Adventures with PayPal Website Payments Pro and Authorize.net - Digital Tool Factory blog Adventures with PayPal Website Payments Pro and Authorize.net - Digital Tool Factory blog

Adventures with PayPal Website Payments Pro and Authorize.net

walletSeveral days ago I decided to use PayPal’s Website Payments Pro system for the Stronico credit card processing system.  At the time, I thought PayPal was the obvious choice.  It had relatively low fees (about $60 per month), no setup fee, and it seemed to be the 800 pound gorilla in the space, so how bad coudl it behard could the setup be?

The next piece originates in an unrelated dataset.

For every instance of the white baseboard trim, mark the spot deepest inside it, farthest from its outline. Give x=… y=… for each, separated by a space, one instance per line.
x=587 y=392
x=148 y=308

As it turned out, I was very, very wrong.   I spent part of the day Sunday and all day Monday wading through non-working sample code, looking at near duplicate setup guides for the 56 (how it is 56 I don’t know) versions of their Website Payments Pro system, installing all of the add-ons needed to get the sample apps going and so on and so forth.  All of that merely to make a Get request with the proper query string (which is all the Website Payments Pro System really is).

At the end of Monday I reasoned that if it started out this bad there would no redeeming features down the road and signed up for Authorize.net.  I was approved and got their sample code working (with test data, but working) in about 45 minutes!

Lessons learned from the experience:

  • Quick start guides are mandatory
  • Descriptive URLs are more helpful than I previously thought
  • If something is obsolete, be it a help file, or a download, keep it available, but mark every page  as obsolete.
  • Call different things with different names.  For instance, Website Payments Pro is easily confused with Website Payments Pro, PayFlow Edition (which predates Website Payments Pro actually)
  • Do not require third party software in sample code, even if it is free open source software
  • Use the bare minimum amount of code as sample code
  • If you have a knowledge base, answer the actual questions, do not refer people to guides, help files or similar questions.
  • Do not require special permissions to run sample code
  • Provide sample code in snippets, not solution files

Creative Commons License photo credit: mangpages

 

This post originally appeared on the Stronico blog – with the absorption of Stronico into Digital Tool Factory this post has been moved to the Digital Tool Factory blog

 

Written By Steve French

 

5 responses to “Adventures with PayPal Website Payments Pro and Authorize.net”

  1. I just took a hit with Authorize.net and the TW0 middle men. They out of no where charged me $90. Switching to paypal for Now I have to see how it goes is a no brainer.